Mary, eine der freundlichen Damen vom Empfang, empfiehlt uns, eine kostenlose Casinoboot-Tour mitzumachen. Sie gibt jedem von uns sogar zwei kostenlose 10-Dollar-Gutscheine, die auf dem Boot eingelöst werden können.

Da es bereits früher Nachmittag ist und der Bus, der die Gäste abholen soll (ebenfalls kostenlos) für 16.00 Uhr angesagt ist, sputen wir uns, um rechtzeitig umgezogen und fertig auf den Bus zu warten.
Diese Boote haben offensichtlich eine Sondererlaubnis, Glücksspiele durchzuführen, indem sie ihre spielwütigen Gäste weit genug vom Land auf den Atlantik herausfahren.

Im Hotel hieß es, die Rückkehr wäre im Regelfall um 01.00 Uhr morgens.
Na ja, wir lassen uns überraschen und warten vor der Hotellobby zusammen mit anderen "Spielertypen" auf den Bus, der nicht kommt. Um die Bootstour nicht zu verpassen, entscheiden wir uns zusammen mit anderen dafür, ein Taxi zu teilen, das uns zum Boot, das in Nähe von Cape Canaveral vertäut liegt (Distanz vom Hotel etwa 5 km). Gerade, als ich in der Hotellobby bin und mit einem Taxi-Unternehmen spreche, erscheint der Bus. Das Busfahrer wedelt mit einer Liste mit Namen, auf der auch unsere vermerkt sind und klappert noch eine Reihe weiterer Hotels ab, bis der Bus bis auf den letzten Platz besetzt ist.

Bei der Ankunft am Casino-Boot finden gründliche, weit reichende Sicherheitskontrollen der Passagiere statt. Das Boot ist schon gut besetzt und immer noch kommen neue Gäste. Es ist mittlerweile dunkel geworden, als das Boot ablegt. Das Boot besteht aus 4 verschiedenen Decks, die alle sehr stark mit Glückspielautomaten, Roulettetischen und Black-Jack-Tischen bebaut sind. Zwischendurch gibt es einzelne Erfrischungsstationen, wo kostenlos Soft Drinks serviert werden. Alkohol kann bestellt werden, ist jedoch kostenpflichtig. Außerdem stellen diese Erfrischungsstationen ein kostenloses Buffet, versehen mit Hamburger-ähnlichen Brötchen, Kartoffelchips, Salate und verschiedene Sorten Fleisch bereit. Das Essen ist ebenfalls kostenlos. Geschmacklich ist es nicht überragend, jedoch es stillt den Appetit. Nach einer Weile der Fahrt schallen Lautsprecherstimmen über die Decks, die das Glücksspiel wie auch das Rauchen freigeben.
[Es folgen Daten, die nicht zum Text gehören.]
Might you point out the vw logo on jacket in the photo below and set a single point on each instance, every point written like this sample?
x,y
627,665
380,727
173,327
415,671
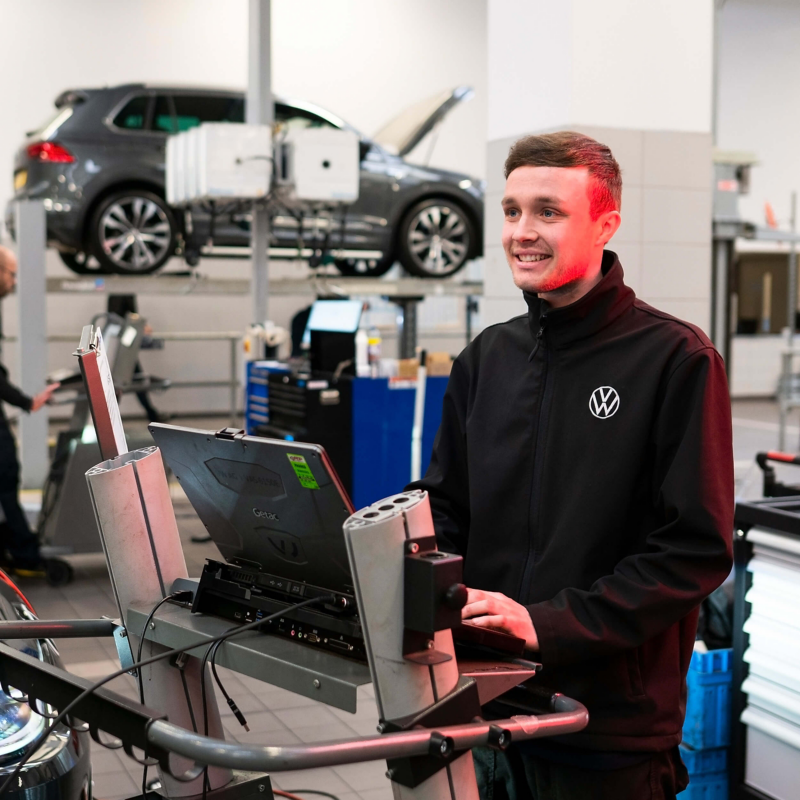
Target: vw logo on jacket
x,y
604,402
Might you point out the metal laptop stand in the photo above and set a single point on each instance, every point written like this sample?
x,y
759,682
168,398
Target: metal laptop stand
x,y
429,709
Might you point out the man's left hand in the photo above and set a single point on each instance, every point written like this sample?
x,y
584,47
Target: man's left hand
x,y
500,613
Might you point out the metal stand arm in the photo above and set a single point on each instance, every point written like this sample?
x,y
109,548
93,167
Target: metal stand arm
x,y
570,716
57,628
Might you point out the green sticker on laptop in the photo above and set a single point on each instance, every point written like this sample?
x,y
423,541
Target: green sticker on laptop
x,y
303,471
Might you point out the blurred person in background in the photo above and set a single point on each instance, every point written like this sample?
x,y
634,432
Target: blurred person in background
x,y
19,547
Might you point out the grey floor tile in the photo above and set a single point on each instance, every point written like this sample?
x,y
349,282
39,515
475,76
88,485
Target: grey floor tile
x,y
263,721
362,727
247,703
310,715
368,775
276,737
276,699
323,733
377,794
325,779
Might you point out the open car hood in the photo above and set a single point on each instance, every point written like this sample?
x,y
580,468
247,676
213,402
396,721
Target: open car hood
x,y
409,128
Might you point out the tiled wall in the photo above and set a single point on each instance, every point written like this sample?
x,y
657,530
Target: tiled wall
x,y
664,242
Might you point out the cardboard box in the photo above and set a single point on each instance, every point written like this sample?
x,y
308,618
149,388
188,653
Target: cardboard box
x,y
407,368
439,364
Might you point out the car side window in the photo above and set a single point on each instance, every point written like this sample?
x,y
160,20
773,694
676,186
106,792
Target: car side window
x,y
192,110
162,115
289,118
133,116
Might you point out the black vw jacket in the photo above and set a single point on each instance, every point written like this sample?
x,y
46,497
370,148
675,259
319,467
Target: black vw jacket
x,y
584,468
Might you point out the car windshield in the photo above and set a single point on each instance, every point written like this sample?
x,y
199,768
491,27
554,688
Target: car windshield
x,y
395,135
50,128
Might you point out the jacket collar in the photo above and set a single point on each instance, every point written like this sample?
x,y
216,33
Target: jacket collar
x,y
602,305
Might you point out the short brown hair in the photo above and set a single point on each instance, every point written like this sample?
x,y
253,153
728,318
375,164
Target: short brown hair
x,y
570,149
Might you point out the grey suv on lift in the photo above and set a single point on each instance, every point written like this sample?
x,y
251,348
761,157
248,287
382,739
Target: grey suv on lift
x,y
98,165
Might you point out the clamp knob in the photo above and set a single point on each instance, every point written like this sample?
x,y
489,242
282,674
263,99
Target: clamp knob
x,y
456,596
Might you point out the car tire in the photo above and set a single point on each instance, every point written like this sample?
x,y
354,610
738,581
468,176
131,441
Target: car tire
x,y
365,267
435,239
79,264
133,232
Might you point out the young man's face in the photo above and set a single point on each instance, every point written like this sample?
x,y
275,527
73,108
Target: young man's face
x,y
552,244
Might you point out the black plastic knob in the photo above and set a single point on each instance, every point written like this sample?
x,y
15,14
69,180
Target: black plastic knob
x,y
456,596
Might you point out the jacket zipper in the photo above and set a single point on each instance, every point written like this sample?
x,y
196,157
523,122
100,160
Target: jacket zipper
x,y
533,509
539,335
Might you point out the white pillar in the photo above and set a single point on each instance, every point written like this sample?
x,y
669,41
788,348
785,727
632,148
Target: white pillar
x,y
638,77
32,287
260,111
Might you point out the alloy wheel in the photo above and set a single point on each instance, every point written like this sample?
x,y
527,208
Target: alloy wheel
x,y
438,239
135,234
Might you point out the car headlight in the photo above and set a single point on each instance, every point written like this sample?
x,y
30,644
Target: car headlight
x,y
19,726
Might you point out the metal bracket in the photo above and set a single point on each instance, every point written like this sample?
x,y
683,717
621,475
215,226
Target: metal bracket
x,y
230,433
124,651
462,705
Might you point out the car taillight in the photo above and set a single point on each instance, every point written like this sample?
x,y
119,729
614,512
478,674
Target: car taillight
x,y
51,152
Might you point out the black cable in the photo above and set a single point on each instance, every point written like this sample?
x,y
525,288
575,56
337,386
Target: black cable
x,y
294,792
139,678
228,699
40,740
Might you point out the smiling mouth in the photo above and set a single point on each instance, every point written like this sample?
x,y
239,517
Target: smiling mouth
x,y
530,258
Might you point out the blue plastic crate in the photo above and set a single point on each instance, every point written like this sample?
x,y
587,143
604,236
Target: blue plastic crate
x,y
706,787
708,706
714,662
702,762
Es ist schon seltsam zu sehen, wie amerikanische Nichtraucher, die ansonsten streng darauf achten, dass sich niemand in ihrer Nähe innerhalb eines Gebäudes eine Zigarette ansteckt, sich doch recht zwanglos in diesen verräucherten Räumen aufhalten, wenn sie dies mit ihren eigenen Interessen verbinden können.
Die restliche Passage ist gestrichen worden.